Bathroom & Kitchen Guide

Your complete guide to remodeling, design and new products.

 

 
How to antique glaze kitchen cabinets in 6 easy steps

Need to change the look of your kitchen cabinets or have you added some more cabinets and want to give it an antique glaze? You can do this with a crackle glaze which will give it a maze of fine lines webbed across the surface.

Using a crackle glaze is great to soften freshly painted cabinets giving the appearance of aged and crackled paint. It does make it look like it is peeling off the surface and still gives a nice glazed finish.

Here are six easy steps to create your antique glazed kitchen cabinets.
1.    Sand back the cabinets so they are ready to be glazed. Make sure you sand evenly with a 800 grit sand paper and wipe off the dust to give a tidy finish. Don’t fuss over filling any cracks or dents as this will add to the worn antique finish. But if you really must fill a gap use some putty and sand this back once it has dried.

2.    With the cabinets sanded paint a undercoat of either white or if you are using a dark color use this hue as the undercoat as this helps bring out the true color you desire.
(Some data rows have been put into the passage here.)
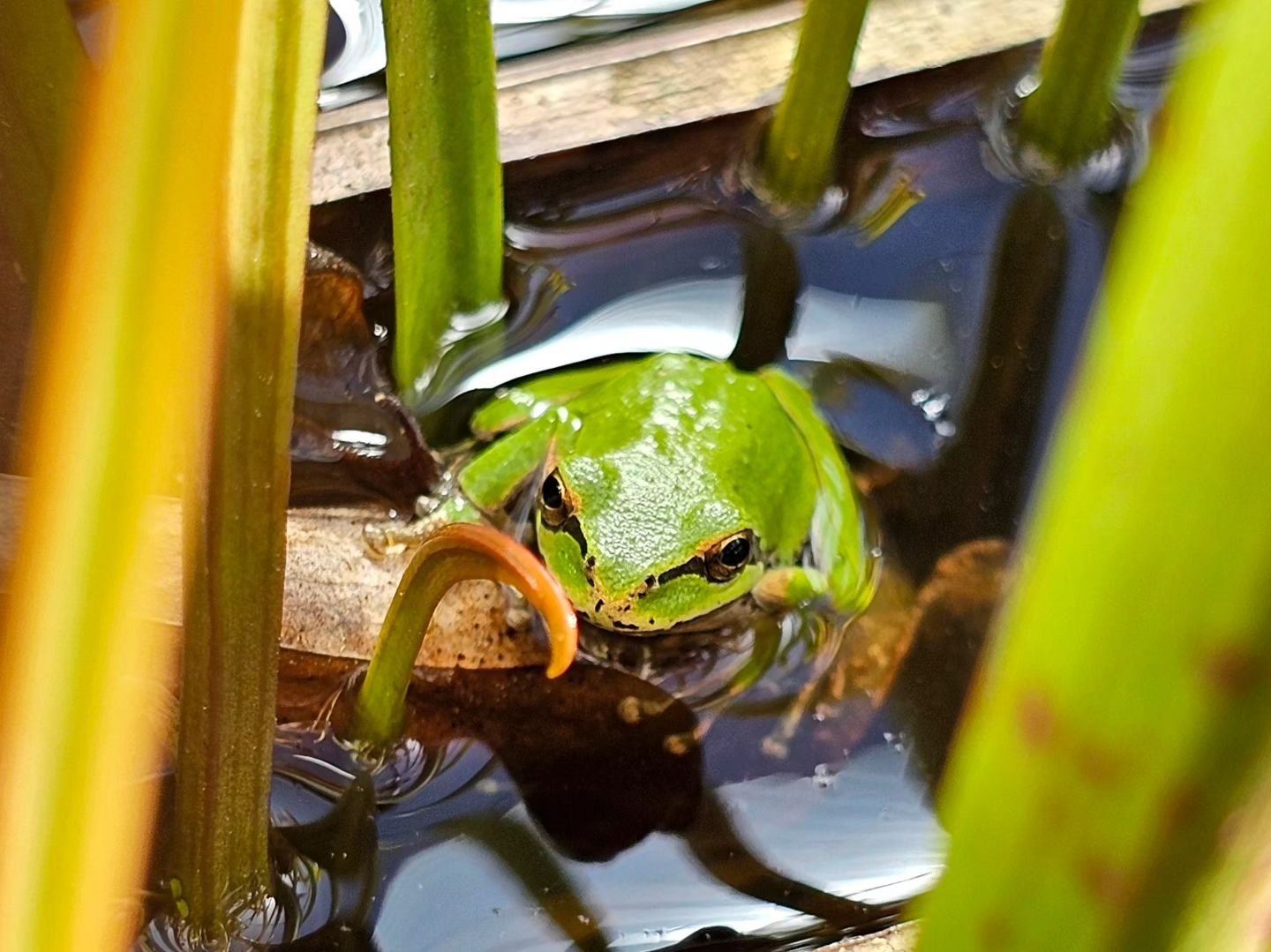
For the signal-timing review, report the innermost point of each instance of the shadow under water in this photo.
(750, 792)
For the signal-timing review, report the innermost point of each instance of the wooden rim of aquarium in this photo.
(724, 58)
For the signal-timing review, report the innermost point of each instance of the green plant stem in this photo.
(1117, 723)
(126, 318)
(454, 554)
(1069, 116)
(237, 520)
(802, 143)
(447, 184)
(40, 75)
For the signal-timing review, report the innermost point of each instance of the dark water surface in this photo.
(666, 795)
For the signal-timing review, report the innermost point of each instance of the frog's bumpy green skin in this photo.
(664, 461)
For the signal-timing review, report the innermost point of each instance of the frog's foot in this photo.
(787, 588)
(395, 536)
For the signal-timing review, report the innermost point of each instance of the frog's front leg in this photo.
(838, 534)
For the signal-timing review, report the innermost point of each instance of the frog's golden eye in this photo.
(552, 501)
(727, 557)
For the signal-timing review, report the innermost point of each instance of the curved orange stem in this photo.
(455, 553)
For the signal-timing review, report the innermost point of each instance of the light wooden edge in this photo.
(715, 61)
(899, 938)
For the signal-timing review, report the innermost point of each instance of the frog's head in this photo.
(637, 551)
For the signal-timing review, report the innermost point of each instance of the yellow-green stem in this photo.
(41, 65)
(1069, 116)
(447, 184)
(126, 318)
(802, 143)
(1129, 698)
(237, 515)
(453, 554)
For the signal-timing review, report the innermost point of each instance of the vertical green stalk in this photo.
(126, 317)
(40, 74)
(237, 518)
(447, 184)
(802, 141)
(1069, 116)
(1129, 700)
(453, 554)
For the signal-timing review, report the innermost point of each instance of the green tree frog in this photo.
(673, 492)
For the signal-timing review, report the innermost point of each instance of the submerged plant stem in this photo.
(802, 141)
(1126, 703)
(237, 519)
(453, 554)
(40, 77)
(1069, 116)
(447, 184)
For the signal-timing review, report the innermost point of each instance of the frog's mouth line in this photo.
(737, 611)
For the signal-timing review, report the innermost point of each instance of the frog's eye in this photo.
(728, 556)
(552, 501)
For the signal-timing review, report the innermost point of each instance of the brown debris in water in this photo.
(352, 438)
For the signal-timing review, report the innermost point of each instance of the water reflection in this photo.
(739, 791)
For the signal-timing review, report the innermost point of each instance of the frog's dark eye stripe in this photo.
(721, 563)
(552, 497)
(571, 528)
(727, 557)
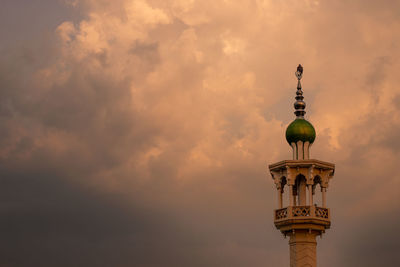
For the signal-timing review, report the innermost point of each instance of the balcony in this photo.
(294, 213)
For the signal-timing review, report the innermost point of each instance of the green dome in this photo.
(300, 130)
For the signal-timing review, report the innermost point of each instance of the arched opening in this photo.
(317, 188)
(282, 200)
(300, 189)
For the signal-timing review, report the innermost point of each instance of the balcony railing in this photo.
(301, 212)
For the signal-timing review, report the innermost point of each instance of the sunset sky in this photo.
(139, 132)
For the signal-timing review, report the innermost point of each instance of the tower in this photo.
(300, 177)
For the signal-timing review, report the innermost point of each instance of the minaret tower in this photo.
(302, 220)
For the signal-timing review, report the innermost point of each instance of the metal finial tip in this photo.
(299, 72)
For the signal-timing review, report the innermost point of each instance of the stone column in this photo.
(303, 249)
(280, 201)
(310, 198)
(323, 189)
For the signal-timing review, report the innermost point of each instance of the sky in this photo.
(139, 132)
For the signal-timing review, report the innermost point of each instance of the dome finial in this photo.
(299, 105)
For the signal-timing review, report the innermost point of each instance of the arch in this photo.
(283, 182)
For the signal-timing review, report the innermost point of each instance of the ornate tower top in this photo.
(300, 217)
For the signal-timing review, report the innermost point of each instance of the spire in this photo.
(299, 105)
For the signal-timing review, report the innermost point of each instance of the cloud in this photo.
(140, 134)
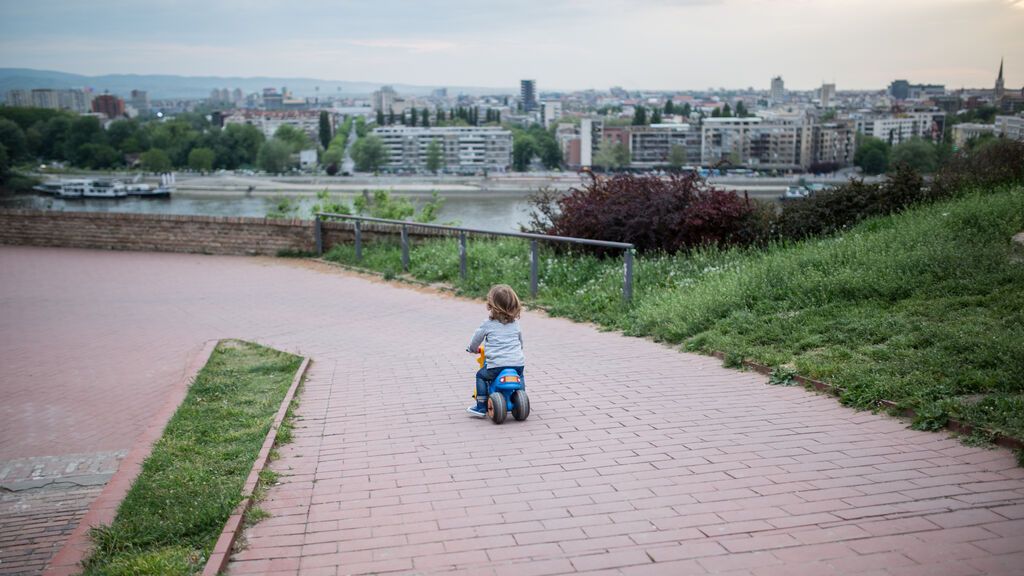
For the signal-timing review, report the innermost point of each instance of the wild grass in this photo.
(171, 518)
(925, 307)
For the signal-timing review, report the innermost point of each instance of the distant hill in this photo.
(168, 86)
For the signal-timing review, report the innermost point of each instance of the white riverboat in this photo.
(146, 191)
(88, 188)
(91, 188)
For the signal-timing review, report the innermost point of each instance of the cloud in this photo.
(415, 46)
Make sure you paint it on evenly and not too thick. Always apply your paint strokes in the same direction. Up and down is best not left to right.

3.    Once the undercoat has dried apply the main coat of paint and let dry. It is ideal to use a different color paint then the color you will be using for your top coat of paint. This layer you are working on now will be the color of the cracks that will appear through the top coat.

4.    Now you are ready to paint a coat of special crackle glaze over this. Crackle glaze can be picked up at your local painting store and may come under different names, such as crackle paint, antique wash paint. Apply this to the cabinets following the directions on the back of the tin as each manufacturer may vary in drying and application times.

5.    When the crackle glaze is dry, paint a different color of paint over the top of the crackle glaze. You can use the same color that you used underneath the glaze but for a dramatic effect try using different combination's such as light blue and white underneath or a brighter blue and orange underneath. As this paint dries you will start to see tiny cracks appear in the paint. It will reveal the paint underneath. Play around with different combination's first on an old piece of wood.

6.    The sixth step is to sit back and watch the paint dry! It happens so fast that it is more interesting to watch then what you think.